1. Field
Embodiments described herein relate to a mask manufacturing method, and a semiconductor device manufacturing method.
2. Description of the Related Art
Recently, along with advancement of downsizing of semiconductor devices, a problem in a photolithography step in the semiconductor device manufacturing process has become remarkable. Concretely, in a design rule of the latest semiconductor device at this point, downsizing has so advanced that the half pitch (hp) is about 22 nanometers, and when the conventional lithography by a reduced pattern transcription using light is used, resolution of this order cannot be achieved, resulting in a situation where the pattern formation has become difficult. As a result, in recent years, instead of the lithography, nanoimprint technique has been employed.
The nanoimprinting is a technique for forming a pattern on a substrate. Concretely, the nanoimprinting includes pressing an imprint mask having a pattern shape formed thereon against an imprint material (a coating material) coated on the substrate, waiting until the imprint material solidifies thereby forming a model of the pattern shape on the imprint mask. The nanoimprinting is free of variable factors such as a focal depth, aberration, and an exposure amount that caused problem in the conventional lithography that employed light. Moreover, if only a highly accurate imprint mask is formed, it is possible to very easily and accurately transcript the pattern of the imprint mask.
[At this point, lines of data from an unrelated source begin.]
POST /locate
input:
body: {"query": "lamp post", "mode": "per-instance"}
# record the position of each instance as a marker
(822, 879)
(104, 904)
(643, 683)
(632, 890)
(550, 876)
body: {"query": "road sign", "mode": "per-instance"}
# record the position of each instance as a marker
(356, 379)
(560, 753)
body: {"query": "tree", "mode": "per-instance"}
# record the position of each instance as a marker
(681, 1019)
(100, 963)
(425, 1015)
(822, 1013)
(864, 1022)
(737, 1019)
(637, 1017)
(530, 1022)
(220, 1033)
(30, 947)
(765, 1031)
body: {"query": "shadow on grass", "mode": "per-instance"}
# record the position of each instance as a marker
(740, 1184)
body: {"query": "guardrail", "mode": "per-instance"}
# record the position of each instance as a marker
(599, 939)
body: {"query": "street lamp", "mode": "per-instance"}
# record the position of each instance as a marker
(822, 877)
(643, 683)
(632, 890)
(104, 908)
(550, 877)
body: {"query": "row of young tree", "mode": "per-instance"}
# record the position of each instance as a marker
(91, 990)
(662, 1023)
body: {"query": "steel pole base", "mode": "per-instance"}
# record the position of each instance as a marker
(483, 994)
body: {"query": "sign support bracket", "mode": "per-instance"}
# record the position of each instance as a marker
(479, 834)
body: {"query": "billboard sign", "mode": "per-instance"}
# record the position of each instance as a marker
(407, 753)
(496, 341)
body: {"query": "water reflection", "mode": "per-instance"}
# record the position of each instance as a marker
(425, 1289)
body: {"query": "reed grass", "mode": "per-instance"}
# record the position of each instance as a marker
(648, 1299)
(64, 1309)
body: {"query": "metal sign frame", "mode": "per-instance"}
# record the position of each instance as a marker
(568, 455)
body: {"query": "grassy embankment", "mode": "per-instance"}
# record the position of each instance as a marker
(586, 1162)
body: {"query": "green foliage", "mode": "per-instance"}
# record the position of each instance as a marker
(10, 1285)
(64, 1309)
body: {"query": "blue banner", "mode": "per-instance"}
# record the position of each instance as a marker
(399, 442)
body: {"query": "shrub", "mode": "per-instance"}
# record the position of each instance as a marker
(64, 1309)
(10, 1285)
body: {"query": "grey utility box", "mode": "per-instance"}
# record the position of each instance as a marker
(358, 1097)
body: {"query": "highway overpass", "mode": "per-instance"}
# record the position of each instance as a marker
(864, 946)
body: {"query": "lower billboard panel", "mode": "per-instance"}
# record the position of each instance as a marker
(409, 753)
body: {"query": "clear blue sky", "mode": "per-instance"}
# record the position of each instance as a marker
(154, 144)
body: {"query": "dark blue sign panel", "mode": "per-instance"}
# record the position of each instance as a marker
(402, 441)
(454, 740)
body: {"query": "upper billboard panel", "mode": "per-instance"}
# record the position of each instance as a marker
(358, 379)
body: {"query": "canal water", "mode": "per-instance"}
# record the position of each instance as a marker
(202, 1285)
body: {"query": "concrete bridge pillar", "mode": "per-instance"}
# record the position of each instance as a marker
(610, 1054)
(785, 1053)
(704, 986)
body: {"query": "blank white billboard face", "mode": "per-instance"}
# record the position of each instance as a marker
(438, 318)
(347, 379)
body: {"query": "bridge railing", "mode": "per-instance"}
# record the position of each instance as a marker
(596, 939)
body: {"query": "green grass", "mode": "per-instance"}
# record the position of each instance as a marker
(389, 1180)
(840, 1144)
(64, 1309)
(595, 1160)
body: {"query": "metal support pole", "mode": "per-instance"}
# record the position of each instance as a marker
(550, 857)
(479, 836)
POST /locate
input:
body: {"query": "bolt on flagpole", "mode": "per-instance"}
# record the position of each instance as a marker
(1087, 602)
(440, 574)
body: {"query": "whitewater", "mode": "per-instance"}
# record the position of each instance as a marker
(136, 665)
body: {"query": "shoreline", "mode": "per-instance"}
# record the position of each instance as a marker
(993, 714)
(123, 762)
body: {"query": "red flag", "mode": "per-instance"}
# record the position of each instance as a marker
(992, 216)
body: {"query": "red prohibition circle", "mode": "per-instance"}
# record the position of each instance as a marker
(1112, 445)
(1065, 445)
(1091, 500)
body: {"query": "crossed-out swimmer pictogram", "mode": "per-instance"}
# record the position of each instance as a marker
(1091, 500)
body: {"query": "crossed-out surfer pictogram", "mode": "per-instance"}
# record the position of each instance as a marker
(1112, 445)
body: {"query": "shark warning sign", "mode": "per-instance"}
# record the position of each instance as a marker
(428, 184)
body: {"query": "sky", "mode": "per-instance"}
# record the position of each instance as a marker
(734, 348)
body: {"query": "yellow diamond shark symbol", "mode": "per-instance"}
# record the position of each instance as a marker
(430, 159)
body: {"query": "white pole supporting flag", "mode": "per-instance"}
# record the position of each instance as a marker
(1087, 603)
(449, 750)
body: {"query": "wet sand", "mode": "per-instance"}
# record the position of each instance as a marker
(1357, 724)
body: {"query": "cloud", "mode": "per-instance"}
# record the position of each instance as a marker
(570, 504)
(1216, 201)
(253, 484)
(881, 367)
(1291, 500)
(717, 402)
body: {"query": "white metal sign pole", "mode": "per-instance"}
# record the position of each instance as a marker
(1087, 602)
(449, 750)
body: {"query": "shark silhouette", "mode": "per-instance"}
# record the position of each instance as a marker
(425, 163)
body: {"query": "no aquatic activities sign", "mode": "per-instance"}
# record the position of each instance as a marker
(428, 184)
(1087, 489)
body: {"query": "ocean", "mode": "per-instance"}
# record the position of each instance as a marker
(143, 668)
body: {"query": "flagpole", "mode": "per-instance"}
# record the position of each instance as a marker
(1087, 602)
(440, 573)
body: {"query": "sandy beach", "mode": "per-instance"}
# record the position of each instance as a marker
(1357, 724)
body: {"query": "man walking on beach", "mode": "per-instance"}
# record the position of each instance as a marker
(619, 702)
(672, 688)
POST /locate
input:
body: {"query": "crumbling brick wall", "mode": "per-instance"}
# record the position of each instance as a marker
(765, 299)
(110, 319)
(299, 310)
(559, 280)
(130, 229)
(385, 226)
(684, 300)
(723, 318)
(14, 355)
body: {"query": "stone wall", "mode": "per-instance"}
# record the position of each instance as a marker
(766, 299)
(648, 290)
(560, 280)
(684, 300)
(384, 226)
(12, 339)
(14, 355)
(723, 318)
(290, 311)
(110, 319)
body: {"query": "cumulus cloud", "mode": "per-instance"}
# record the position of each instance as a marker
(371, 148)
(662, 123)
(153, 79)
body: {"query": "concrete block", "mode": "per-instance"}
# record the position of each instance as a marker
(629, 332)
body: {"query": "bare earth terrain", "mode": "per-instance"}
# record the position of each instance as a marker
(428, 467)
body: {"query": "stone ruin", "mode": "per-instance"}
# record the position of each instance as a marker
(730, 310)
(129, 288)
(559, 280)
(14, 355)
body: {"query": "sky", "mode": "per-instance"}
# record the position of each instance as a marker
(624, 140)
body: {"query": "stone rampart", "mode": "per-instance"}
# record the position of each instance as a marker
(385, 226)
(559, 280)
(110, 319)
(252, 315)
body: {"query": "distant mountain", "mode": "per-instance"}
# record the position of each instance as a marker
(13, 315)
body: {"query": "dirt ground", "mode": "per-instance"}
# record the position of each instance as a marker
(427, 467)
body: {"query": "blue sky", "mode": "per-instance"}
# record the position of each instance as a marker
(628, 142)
Meanwhile, when manufacturing semiconductor devices, a new pattern is sometimes formed on a substrate having an old pattern previously formed thereon. When the nanoimprint technique is used to form such a new pattern, high alignment accuracy is required between the imprint mask and the substrate. A pattern on the imprint mask generally has positional distortion, so that when forming a new pattern that matches with an underlying old pattern, it is preferable to first solve the issue of pattern positional distortion of the imprint mask. With respect to a first-order component deviation such as a magnification, for example, out of the pattern positional distortion, the deviation can be taken care of by pressing an end surface of the imprint mask. Such a technique has been disclosed, for example, in D. L. White and O. R. Wood II, “Novel alignment system for imprint lithography”, The Journal of Vacuum Society Technology B 18(6), November/December 2000, American Vacuum Society. However, when the imprint mask has a pattern positional deviation of a second or higher order complicated shape, or when the magnification needs to be enlarged, for example, there is a problem that with the method described in the above-mentioned literature, it is not possible to solve the pattern positional distortion of the imprint mask.